The New Patriotic Party (NPP) has just come out of a debilitating, embarrassing and absolute shellacking of a presidential election. The party needs to rebuild, reinvent and re-engineer itself into a broad-based national coalition—open and acceptable to all groups and backgrounds—rather than narrow, close up or constrict its outlook. If numbers are the oxygen of elections, then we all know the NPP needs this lifesaver now more than ever.
You may not notice it, but we have just witnessed an upheaval and recalibration of Ghana’s political landscape. Choice is no longer defined by old, time-worn emotional and sentimental feelings or attachments to tribe, but by who represents the best interests of the people. For the NPP to remain relevant, it must open up. People should feel a sense of belonging, not alienation from the party.
Dr Bawumia presents the party with a prime opportunity to embody a more open, more united, more multi-ethnic, more multicultural and more collectivist-minded NPP—one that welcomes people of all groups, identities, ethnicities and lineages, ready to forge ahead in unity toward a common goal of transforming the nation. Dr Bawumia represents a unique opportunity to send the strongest signal that the party is open to all and ready to embrace anyone irrespective of tribal or ethnic heritage. This is the invisible blockade the party needs to break. It is time to move away from the politics of tribalism and division and embrace the politics of unity, diversity and harmony—politics that will help move Africa to the next level.
By electing a truly competent and experienced candidate from a non-majority group, the NPP would send a strong signal that it is genuinely open and ready to become a mass-based, nationally oriented party that embraces Ghanaians of all backgrounds. Of course, this selection should be based on merit and on who has the best solutions to transform the nation. A candidate with empathy, care, sensitivity to the plight of everyday Ghanaians, and a realistic roadmap for national transformation. The party must recognise that its appeal to Ghanaians will be defined primarily by its ability to offer solutions to their needs and challenges. Culture and ethnicity should be celebrated, not denigrated. Appreciating each other’s heritage, diversity and cross-cultural values can foster understanding, build empathy, unite people toward a common cause, promote peace and enhance development.

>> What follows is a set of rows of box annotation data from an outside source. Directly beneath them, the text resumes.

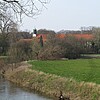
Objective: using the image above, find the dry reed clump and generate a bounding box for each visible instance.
[5,65,100,100]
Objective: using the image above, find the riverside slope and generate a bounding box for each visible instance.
[5,62,100,100]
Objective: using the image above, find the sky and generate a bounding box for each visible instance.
[20,0,100,32]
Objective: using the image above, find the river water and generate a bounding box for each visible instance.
[0,77,51,100]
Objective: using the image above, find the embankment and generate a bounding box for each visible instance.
[5,62,100,100]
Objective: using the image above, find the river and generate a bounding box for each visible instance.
[0,77,51,100]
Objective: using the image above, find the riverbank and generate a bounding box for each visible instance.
[5,62,100,100]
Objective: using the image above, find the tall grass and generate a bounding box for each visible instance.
[29,59,100,84]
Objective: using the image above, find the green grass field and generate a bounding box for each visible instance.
[29,59,100,84]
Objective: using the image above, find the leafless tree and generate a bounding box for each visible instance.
[0,0,50,19]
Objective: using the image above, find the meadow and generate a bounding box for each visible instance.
[29,59,100,84]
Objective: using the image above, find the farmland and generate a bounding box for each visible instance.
[29,59,100,84]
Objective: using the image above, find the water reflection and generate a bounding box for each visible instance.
[0,77,51,100]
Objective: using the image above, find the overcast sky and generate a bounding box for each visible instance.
[21,0,100,31]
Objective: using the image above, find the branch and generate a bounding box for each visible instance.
[3,0,19,3]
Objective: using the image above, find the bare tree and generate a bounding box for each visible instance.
[0,0,50,19]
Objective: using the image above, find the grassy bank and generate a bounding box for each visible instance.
[6,61,100,100]
[29,59,100,84]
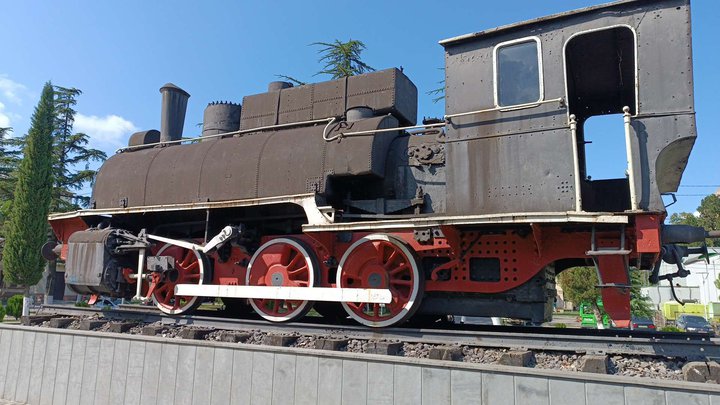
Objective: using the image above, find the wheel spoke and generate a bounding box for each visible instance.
[375,242,385,264]
[383,249,400,270]
[288,265,308,277]
[287,254,305,272]
[246,238,315,322]
[337,234,422,327]
[390,263,410,277]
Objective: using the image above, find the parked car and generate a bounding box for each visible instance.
[675,314,715,336]
[630,316,655,330]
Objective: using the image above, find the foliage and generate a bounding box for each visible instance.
[275,39,375,86]
[50,86,107,212]
[558,267,601,305]
[0,128,21,237]
[5,295,23,319]
[312,39,375,79]
[3,83,54,287]
[670,194,720,246]
[558,267,655,318]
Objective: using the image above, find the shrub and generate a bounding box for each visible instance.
[5,295,23,319]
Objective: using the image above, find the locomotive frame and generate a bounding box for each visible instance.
[47,0,707,327]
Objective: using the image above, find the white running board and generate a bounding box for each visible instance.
[175,284,392,304]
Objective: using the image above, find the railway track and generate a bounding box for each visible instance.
[38,305,720,361]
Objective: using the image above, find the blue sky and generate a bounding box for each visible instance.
[0,0,720,212]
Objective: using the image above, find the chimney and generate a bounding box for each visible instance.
[160,83,190,142]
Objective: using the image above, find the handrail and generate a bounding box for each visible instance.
[569,114,584,210]
[115,117,337,153]
[623,106,638,211]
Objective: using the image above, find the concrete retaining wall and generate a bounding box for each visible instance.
[0,325,720,405]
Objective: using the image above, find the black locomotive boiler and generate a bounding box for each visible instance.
[50,0,706,327]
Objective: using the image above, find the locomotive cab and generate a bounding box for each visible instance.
[441,0,696,214]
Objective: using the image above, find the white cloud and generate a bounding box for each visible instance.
[0,75,30,105]
[74,113,138,147]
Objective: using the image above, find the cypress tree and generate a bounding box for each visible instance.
[3,82,55,298]
[0,124,22,237]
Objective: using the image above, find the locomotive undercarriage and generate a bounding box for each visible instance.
[45,200,661,327]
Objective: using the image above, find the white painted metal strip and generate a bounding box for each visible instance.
[175,284,392,304]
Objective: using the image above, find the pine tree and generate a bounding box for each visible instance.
[313,39,375,79]
[3,82,55,297]
[50,86,107,212]
[275,39,375,86]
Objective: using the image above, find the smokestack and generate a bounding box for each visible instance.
[160,83,190,142]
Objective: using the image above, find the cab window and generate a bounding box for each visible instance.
[495,38,542,107]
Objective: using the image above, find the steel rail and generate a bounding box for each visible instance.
[39,305,720,360]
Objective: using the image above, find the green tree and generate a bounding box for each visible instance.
[558,267,655,326]
[6,295,23,319]
[670,194,720,246]
[313,39,375,79]
[0,128,21,237]
[275,39,375,86]
[3,82,55,310]
[50,86,107,212]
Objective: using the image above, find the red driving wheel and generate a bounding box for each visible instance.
[245,238,318,322]
[337,234,424,327]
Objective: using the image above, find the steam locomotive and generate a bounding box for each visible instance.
[45,0,708,327]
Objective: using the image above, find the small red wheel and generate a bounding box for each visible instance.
[149,244,210,315]
[245,238,318,322]
[337,234,425,327]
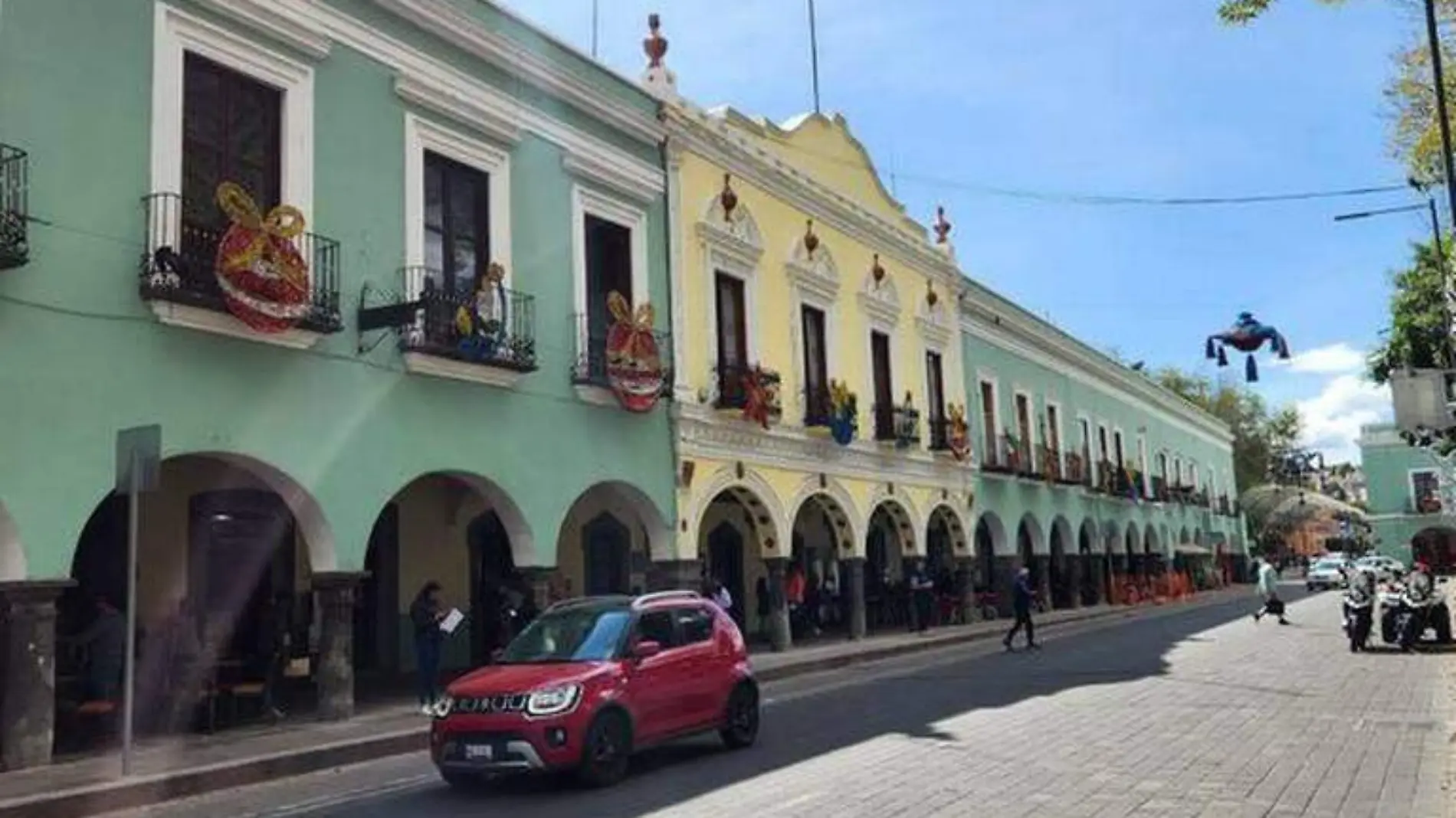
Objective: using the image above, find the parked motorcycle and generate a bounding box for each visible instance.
[1380,571,1451,652]
[1343,571,1376,653]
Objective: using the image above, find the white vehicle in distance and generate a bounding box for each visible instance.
[1356,555,1405,582]
[1304,558,1348,591]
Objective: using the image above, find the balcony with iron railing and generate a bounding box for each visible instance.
[571,313,673,398]
[1057,451,1092,486]
[712,364,783,417]
[925,414,954,451]
[401,267,537,372]
[139,194,343,333]
[1037,444,1064,483]
[0,142,31,270]
[804,384,835,428]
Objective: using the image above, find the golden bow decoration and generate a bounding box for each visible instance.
[217,182,307,285]
[607,290,657,332]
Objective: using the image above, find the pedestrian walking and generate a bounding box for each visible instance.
[409,579,445,716]
[1254,559,1289,624]
[1002,568,1040,650]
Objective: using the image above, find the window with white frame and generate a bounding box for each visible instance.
[405,113,513,299]
[572,185,651,384]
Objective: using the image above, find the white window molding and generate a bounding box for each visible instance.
[1045,401,1067,477]
[571,185,658,406]
[779,288,841,424]
[152,3,313,221]
[405,113,515,299]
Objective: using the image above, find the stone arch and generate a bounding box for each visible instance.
[190,451,339,572]
[699,182,769,250]
[974,511,1011,559]
[684,466,791,559]
[0,502,28,582]
[558,480,674,561]
[925,501,971,558]
[867,492,925,558]
[785,475,865,558]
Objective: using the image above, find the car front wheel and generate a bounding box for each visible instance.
[576,712,632,787]
[718,682,759,750]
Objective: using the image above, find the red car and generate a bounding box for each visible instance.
[430,591,759,786]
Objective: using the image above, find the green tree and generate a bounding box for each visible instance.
[1155,368,1300,492]
[1369,234,1451,383]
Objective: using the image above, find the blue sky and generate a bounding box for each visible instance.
[505,0,1428,459]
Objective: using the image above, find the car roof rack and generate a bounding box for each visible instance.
[632,591,703,608]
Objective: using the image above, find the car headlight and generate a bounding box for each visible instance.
[526,684,581,716]
[431,695,454,719]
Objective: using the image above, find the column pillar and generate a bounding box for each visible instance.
[955,556,976,624]
[313,571,369,722]
[520,566,561,608]
[840,556,867,639]
[647,559,701,587]
[992,555,1021,616]
[763,558,794,650]
[0,579,71,770]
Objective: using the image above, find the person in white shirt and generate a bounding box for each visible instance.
[1254,559,1289,624]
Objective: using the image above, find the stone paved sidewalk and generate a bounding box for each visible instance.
[0,587,1252,818]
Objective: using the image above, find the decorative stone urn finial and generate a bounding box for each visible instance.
[642,13,667,70]
[642,15,678,102]
[718,173,738,221]
[935,205,951,244]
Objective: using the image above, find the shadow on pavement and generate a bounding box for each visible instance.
[336,587,1307,818]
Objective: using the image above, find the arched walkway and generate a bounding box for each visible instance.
[1047,514,1081,608]
[696,482,782,635]
[556,480,673,597]
[354,472,536,678]
[0,502,28,582]
[1005,512,1048,610]
[57,453,336,751]
[1411,525,1456,577]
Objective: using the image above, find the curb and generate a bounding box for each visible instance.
[0,582,1236,818]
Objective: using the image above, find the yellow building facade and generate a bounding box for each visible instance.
[647,55,974,648]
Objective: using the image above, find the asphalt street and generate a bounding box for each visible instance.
[110,585,1453,818]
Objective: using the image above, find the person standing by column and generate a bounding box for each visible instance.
[409,579,445,716]
[1002,566,1041,650]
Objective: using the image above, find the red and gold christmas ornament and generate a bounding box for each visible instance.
[607,291,665,412]
[217,182,310,333]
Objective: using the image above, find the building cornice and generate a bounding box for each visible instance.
[366,0,665,144]
[664,103,966,291]
[961,299,1233,451]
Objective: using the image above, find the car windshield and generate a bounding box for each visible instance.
[500,606,632,665]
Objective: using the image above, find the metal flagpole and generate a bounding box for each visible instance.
[809,0,820,113]
[591,0,602,60]
[121,448,141,776]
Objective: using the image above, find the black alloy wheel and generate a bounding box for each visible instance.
[718,682,759,750]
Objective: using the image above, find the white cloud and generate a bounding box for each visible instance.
[1297,371,1391,463]
[1280,341,1366,375]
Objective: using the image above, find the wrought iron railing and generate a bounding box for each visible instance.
[0,142,31,270]
[925,415,953,451]
[713,364,783,417]
[890,406,920,447]
[571,313,673,398]
[804,384,835,427]
[401,267,537,372]
[139,194,343,332]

If there is anything the party needs now more than ever, it is to shed the tag—real or perceived—that it is an Akan-based party. We are all aware this is a label the party has struggled to shake over the years. The nation has changed. Politics has changed. And the earlier the NPP accepts that people now choose leaders based on who best represents their interests—not which festival they celebrate or which ancestor they share—the better. The party’s fidelity must be to equality, to what binds us together as a nation, and to the set of beliefs that will transform Ghana, not a fixation on what divides us.